Remember Back in June…
On June 15th, when we introduced PagerDuty to Top Picks, in that dossier we made some comments, and they are not intended for the faint of heart.

Here is a “copy and paste.”

COVID-19 is real as are its impacts.We will see breathtaking stock drops. Whatever you think is the bottom, cut it in half again — that might be the bottom.

While the Digital Transformation (DX) thematic in general has been thrust forward, that does not mean that revenue and profits for all companies will increase.

[We refer to this as the “Two World’s Syndrome.”]

Trends will accelerate but revenue may not catch up for a couple of years.

There will be mass layoffs, a recession, enterprise spending cuts, and possibly far worse.

That means while the thematic has thrust forward, it will take time for the dollars to flow forward as well.

PagerDuty freely admits that some enterprise customers are pausing on previously agreed upon expansion deals, small businesses are under strain, and there is uncertainty whether sales cycles will lengthen.

As usual, Statista does a fantastic job of expressing these words in a chart.

The trend was obvious, and it will return to obvious, but for 2020, yeah, things will be bad.

Further, to assume 2021 will be “good,” is, well, a guess, not a matter of fact.

Then we wrote “It won’t be a smooth ride for PagerDuty [], but we think the ride will be worth it in 3-5 years.”

It is with that perspective that we move forward.

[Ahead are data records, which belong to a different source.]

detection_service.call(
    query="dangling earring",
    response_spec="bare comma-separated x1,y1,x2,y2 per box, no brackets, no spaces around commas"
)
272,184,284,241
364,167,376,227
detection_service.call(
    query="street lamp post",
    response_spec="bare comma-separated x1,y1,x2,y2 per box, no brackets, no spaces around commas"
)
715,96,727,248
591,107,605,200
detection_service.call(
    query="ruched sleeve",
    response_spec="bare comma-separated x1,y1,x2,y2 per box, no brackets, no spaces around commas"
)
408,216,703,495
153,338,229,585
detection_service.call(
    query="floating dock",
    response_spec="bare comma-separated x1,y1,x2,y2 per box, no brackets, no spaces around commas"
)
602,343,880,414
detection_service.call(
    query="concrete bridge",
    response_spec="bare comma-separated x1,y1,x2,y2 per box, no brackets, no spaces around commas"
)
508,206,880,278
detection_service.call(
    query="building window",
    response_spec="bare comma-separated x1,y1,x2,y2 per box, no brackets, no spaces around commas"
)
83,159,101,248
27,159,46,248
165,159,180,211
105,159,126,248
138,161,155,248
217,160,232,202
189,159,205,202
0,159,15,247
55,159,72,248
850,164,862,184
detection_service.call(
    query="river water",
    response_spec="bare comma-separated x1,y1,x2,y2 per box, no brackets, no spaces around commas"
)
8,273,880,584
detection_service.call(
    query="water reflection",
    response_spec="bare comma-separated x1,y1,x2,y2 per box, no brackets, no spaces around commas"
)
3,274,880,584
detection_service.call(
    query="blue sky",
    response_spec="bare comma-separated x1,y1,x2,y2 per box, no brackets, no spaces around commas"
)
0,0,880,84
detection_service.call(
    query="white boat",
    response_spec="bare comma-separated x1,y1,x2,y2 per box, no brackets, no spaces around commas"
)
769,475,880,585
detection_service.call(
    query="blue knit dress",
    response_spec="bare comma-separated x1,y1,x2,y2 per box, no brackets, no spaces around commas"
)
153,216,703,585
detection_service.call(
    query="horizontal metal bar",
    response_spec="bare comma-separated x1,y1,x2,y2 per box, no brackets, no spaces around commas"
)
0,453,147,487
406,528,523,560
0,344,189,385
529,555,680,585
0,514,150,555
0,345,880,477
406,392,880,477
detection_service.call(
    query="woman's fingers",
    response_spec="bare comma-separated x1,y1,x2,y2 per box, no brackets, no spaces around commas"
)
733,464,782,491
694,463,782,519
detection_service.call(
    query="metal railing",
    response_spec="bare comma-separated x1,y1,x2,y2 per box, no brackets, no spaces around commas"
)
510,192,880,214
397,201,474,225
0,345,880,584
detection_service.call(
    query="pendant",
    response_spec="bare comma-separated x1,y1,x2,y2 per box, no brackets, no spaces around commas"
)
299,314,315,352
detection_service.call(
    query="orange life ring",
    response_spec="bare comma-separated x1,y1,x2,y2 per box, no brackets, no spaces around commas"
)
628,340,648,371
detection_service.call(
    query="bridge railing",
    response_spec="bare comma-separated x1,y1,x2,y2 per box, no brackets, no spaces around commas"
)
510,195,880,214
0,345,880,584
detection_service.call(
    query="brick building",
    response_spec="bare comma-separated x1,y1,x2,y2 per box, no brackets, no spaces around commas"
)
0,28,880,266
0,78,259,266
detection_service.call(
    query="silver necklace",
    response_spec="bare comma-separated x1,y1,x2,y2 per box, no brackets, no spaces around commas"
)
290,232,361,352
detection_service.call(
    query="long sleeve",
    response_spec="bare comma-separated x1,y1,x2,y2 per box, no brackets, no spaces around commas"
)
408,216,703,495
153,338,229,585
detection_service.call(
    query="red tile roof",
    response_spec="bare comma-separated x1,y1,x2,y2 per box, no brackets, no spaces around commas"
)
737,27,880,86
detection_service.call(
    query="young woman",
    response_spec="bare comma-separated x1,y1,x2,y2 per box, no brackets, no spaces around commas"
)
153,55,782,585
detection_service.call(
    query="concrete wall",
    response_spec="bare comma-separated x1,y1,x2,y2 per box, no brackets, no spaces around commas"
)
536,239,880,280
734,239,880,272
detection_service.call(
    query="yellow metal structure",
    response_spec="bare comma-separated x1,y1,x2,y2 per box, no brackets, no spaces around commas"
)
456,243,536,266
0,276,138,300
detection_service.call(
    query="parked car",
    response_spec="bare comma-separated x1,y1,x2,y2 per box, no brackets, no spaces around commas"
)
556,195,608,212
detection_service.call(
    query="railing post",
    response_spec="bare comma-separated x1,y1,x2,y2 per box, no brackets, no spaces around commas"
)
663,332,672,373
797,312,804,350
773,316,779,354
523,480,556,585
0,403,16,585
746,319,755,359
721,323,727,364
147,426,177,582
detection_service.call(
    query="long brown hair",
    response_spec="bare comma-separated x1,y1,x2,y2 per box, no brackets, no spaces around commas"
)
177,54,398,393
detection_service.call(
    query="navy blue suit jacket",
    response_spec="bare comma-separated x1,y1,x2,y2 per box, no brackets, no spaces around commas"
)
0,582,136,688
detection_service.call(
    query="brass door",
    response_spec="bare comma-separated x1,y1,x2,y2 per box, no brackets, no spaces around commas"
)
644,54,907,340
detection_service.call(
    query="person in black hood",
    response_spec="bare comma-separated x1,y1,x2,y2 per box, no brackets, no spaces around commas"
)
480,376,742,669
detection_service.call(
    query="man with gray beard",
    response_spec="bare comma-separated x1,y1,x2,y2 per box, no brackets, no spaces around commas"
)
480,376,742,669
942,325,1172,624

In the earnings release in the prior quarter we were unimpressed with earnings with regard to a tailwind from the digital transformation (DX), but were impressed with reality given the economic devastation that the United States is facing.

The two world’s syndrome struck PagerDuty stock hard.

This quarter we get a fresher bit of data and we maintain our bullish view while also maintaining a cautions tone.

The company has, thus far, been able to survive COVID-19, turn cash flow positive, increase its dollar based net expansion rate, and maintain exceedingly high growth with large enterprises.

These are very good numbers — these are very good descriptions.

First the numbers, then the perspective.

Revenue: $54 million (up 25.8% year-over-year) vs analyst estimates of $52.68 million
This is a small beat.

* Dollar-based net retention improved from 116% in the previous quarter to 119%, which means that customers (of a certain size) from last year are paying 19% more this year.

EPS: -$0.09 versus analyst estimates of -$0.10
This is a small beat.

Full Year Revenue Guidance: $211.5 million (at the midpoint) versus analyst estimates of $208.41 million.
This is a small beat.

Full Year EPS Guidance: -$0.295 vs analyst estimates of -$0.29.
This is essentially in line.

This slight miss reflects the impact of the company’s recently completed acquisition of Rundeck, which provides IT automation software.

— Commentary

* A noteworthy piece of data we received was that “Customers with annual recurring revenue over $500,000, up 40% year-over-year.”

* Another good metric was cash flow: Net cash provided by operations was $4.8 million, or 9.0% of revenue, compared to $3.4 million, or 8.0% of revenue, in the third quarter of fiscal 2020.

* Free cash flow was $4.5 million, or 8.4% of revenue, compared to $2.3 million, or 5.3% of revenue, in the third quarter of fiscal 2020.

* PagerDuty saw approximately a third of its enterprise and mid-market customers expand within the quarter.

* The CEO noted that: “The reception to new products launched in September exceeded our expectations, especially their response to our expanded automation and auto remediation capabilities with the acquisition of Rundeck which we closed in October.”

The company has, thus far, been able to survive COVID-19, turn cash flow positive, increase its dollar based net expansion rate, and maintain exceedingly high growth with large enterprises.

These are very good numbers — these are very good descriptions.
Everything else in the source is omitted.